Silly thing I cannot wrap my head around. Lem. I.2.2 in Weibel's K-book reads:
If $R$ is a local ring, then every finitely generated projective $R$-module $P$ is free. In fact $P \cong R^p$, where $p = \dim_{R/\mathfrak{m}} (P/\mathfrak{m}P)$.
($\mathfrak{m}$ of course being the maximal ideal of the local ring $R$.)
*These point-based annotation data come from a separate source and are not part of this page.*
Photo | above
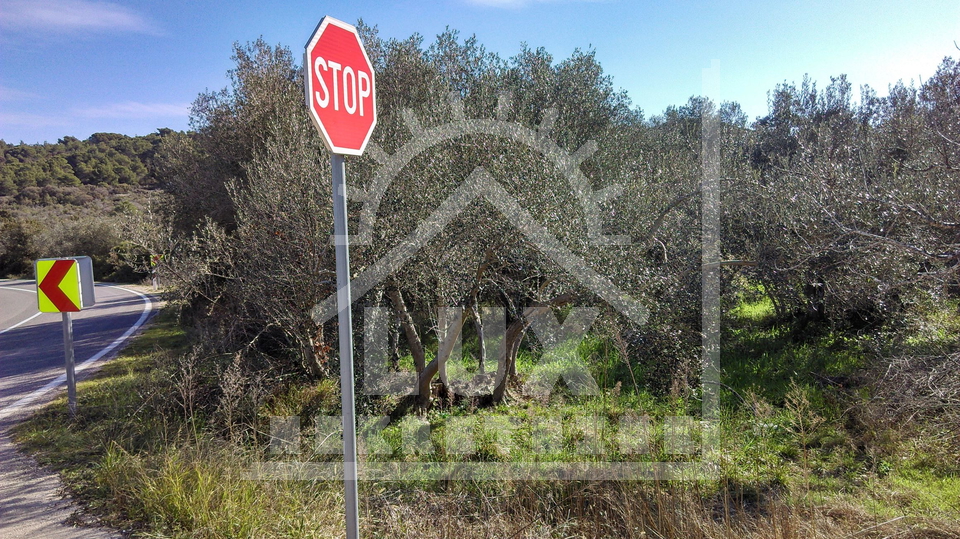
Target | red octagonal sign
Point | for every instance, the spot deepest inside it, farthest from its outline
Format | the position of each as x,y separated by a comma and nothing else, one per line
339,85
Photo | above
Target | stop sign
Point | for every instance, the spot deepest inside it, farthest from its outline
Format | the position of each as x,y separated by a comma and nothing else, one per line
339,85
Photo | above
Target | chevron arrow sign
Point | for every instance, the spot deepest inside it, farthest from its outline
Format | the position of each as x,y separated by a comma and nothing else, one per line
60,284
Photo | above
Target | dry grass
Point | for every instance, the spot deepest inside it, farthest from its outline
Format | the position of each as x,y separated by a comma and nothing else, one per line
622,510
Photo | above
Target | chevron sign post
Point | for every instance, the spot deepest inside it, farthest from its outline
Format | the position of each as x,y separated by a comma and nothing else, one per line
65,285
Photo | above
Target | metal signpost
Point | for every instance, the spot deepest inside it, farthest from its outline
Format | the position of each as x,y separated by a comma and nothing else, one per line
65,285
339,88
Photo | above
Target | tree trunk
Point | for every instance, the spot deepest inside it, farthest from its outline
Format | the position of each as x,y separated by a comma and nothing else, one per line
507,365
409,330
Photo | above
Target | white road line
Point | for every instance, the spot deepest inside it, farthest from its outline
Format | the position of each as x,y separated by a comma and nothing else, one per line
20,323
60,380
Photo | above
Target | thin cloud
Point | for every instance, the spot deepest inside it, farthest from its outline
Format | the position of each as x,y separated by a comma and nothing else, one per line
516,4
133,110
72,15
31,120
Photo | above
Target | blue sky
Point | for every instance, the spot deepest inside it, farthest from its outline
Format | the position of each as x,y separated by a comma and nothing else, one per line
76,67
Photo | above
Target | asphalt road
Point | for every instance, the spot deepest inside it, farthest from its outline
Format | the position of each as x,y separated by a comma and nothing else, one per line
32,373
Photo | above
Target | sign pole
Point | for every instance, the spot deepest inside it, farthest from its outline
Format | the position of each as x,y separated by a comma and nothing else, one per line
68,357
347,401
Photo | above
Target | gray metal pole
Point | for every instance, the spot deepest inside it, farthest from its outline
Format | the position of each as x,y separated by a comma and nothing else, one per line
347,402
68,357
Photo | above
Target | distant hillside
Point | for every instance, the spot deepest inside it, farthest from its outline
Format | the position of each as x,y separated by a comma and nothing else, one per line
54,173
72,198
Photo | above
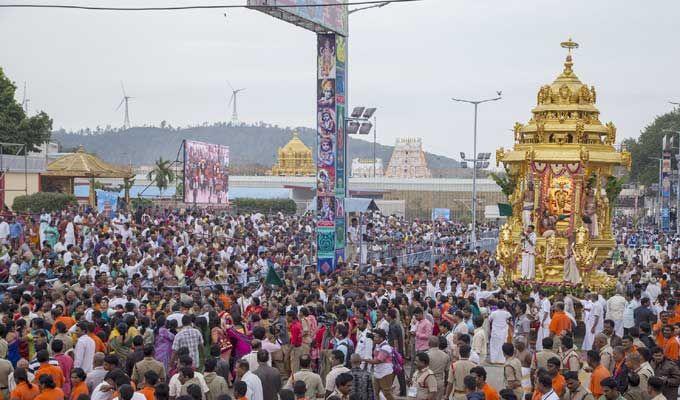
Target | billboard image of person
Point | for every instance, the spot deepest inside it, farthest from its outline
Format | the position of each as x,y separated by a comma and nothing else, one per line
206,173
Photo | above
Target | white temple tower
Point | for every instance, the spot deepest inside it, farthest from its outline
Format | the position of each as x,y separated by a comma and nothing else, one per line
408,160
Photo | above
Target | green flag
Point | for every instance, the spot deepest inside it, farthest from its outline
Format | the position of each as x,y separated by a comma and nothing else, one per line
273,278
504,210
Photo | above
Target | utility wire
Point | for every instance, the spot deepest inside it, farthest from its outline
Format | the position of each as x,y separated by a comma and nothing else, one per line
198,7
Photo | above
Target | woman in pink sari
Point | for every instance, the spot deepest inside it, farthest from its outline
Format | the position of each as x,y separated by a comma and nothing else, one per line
65,363
240,337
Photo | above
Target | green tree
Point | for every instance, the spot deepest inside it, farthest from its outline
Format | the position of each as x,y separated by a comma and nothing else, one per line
15,126
162,174
506,181
647,147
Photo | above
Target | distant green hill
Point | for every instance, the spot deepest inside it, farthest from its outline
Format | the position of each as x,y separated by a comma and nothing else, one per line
249,145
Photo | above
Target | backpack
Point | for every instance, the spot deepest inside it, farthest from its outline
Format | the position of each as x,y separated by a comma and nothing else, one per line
350,350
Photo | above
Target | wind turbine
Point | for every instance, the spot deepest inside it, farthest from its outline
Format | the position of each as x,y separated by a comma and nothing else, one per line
125,99
234,93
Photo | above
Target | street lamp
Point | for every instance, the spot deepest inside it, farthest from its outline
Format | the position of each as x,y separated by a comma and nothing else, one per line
476,103
367,7
677,183
359,123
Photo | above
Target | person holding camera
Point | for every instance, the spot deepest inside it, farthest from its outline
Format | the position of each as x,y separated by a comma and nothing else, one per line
529,253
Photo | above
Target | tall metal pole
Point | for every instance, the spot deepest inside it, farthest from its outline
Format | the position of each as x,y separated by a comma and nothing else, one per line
677,194
473,237
474,183
658,199
375,134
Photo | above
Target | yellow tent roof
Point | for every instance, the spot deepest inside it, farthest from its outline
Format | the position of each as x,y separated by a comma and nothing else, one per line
81,164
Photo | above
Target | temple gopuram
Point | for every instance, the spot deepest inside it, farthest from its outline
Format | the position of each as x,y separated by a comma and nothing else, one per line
562,166
294,159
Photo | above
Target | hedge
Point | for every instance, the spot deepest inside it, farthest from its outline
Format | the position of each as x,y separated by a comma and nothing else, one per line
47,201
265,206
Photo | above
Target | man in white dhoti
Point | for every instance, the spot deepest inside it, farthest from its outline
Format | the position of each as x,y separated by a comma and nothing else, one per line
593,318
616,306
499,323
544,319
571,273
529,253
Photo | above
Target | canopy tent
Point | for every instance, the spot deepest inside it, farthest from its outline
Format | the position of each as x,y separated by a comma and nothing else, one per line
83,165
352,205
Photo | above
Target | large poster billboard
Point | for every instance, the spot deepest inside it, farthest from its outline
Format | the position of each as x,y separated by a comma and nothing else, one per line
331,150
206,173
319,16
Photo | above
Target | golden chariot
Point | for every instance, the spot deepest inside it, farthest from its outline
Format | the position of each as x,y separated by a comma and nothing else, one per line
560,164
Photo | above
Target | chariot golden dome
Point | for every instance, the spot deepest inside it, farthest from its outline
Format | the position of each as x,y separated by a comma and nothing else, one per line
562,165
295,146
565,114
294,159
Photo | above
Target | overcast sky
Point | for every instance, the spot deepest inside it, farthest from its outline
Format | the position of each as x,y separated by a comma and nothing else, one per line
405,59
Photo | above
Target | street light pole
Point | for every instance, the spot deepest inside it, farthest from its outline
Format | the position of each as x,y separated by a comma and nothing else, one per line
476,103
677,182
474,183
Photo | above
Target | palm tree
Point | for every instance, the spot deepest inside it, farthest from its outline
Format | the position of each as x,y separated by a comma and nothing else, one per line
162,174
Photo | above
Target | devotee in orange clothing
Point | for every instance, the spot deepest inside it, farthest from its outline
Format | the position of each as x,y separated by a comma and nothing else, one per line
48,389
65,319
78,384
47,369
24,389
489,392
599,373
671,348
560,321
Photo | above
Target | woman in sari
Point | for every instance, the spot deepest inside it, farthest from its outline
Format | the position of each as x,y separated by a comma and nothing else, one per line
219,338
12,339
165,335
120,342
240,337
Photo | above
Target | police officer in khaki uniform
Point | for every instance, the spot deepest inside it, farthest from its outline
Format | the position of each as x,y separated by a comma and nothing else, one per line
512,370
439,363
457,373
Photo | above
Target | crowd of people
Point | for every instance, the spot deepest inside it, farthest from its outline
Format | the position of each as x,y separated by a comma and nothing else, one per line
161,304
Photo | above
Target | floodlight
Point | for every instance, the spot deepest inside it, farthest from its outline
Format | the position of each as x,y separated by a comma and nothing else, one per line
356,113
353,127
365,128
368,113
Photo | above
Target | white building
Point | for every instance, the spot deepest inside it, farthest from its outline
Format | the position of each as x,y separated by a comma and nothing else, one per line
363,168
408,160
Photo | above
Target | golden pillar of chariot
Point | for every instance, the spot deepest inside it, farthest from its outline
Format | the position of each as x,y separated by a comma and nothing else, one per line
561,161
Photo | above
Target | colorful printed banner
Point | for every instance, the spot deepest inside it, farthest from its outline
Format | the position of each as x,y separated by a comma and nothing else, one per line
331,181
206,173
107,202
666,176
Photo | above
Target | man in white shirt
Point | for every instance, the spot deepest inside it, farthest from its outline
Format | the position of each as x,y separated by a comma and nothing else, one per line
338,368
616,306
629,312
544,387
251,357
175,384
364,343
85,349
499,333
543,319
4,230
529,253
252,381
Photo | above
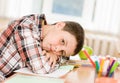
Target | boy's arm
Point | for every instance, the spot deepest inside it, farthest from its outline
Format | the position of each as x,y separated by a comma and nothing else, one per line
29,48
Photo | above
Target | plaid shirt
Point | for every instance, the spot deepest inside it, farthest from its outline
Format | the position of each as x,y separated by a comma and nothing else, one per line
20,43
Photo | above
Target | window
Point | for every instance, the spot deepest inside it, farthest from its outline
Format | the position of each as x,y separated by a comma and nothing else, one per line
95,15
69,9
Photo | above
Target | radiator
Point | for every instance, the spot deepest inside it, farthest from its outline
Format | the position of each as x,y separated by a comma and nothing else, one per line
103,45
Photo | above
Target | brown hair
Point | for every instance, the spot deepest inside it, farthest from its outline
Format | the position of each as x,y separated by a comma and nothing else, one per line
76,30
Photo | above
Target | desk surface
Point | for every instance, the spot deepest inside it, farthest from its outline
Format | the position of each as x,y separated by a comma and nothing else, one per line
88,75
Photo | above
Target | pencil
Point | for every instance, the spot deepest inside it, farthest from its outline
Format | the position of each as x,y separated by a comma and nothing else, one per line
88,56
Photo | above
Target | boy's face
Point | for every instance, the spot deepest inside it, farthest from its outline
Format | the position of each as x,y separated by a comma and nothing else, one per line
59,42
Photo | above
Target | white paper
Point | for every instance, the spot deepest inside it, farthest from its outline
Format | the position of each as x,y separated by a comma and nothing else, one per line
58,73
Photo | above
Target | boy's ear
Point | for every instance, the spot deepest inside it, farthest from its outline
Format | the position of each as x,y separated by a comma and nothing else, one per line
60,24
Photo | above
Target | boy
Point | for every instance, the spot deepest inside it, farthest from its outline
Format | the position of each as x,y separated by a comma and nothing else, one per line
31,42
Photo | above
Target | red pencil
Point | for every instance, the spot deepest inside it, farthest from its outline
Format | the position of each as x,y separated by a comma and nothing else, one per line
88,56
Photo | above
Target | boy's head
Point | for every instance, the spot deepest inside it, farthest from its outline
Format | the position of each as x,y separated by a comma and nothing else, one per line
77,31
63,38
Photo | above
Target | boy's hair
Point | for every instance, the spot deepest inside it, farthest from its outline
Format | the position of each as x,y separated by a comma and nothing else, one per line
77,31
What troubles me in the proof are the following lines:
Suppose that $P \oplus Q \cong R^n$. As vector spaces over $F=R/\mathfrak{m}$, $P/\mathfrak{m} P \cong F^p$ and $Q/\mathfrak{m} Q \cong F^q$ for some $p$ and $q$. Since $F^p \oplus F^q \cong F^n$, $p+q=n$. Choose elements $\{ e_1 , \dots , e_p \}$ of $P$ and $\{ e'_1 , \dots , e'_q \}$ of $Q$ mapping to bases of $P/\mathfrak{m} P$ and $Q/\mathfrak{m} Q$. The $e_i$ and $e'_j$ determine a homomorphism $R^p \oplus R^q \rightarrow P \oplus Q \cong R^n$.
The thing is plainly this: I don't see how the $e_i$ and $e'_j$ determine a homomorphism $R^p \oplus R^q \rightarrow P \oplus Q \cong R^n$. Can someone explain to me?
Ah! Silly me! The homomorphism in question is $R^p \oplus R^q \rightarrow P \oplus Q$, $(r_1, \dots , r_p , r_{p+1}, \dots , r_{p+q}) \mapsto (r_1 e_1, \dots , r_p e_p , r_{p+1} e'_1 , \dots , r_{p+q} e'_{q})$. Got it.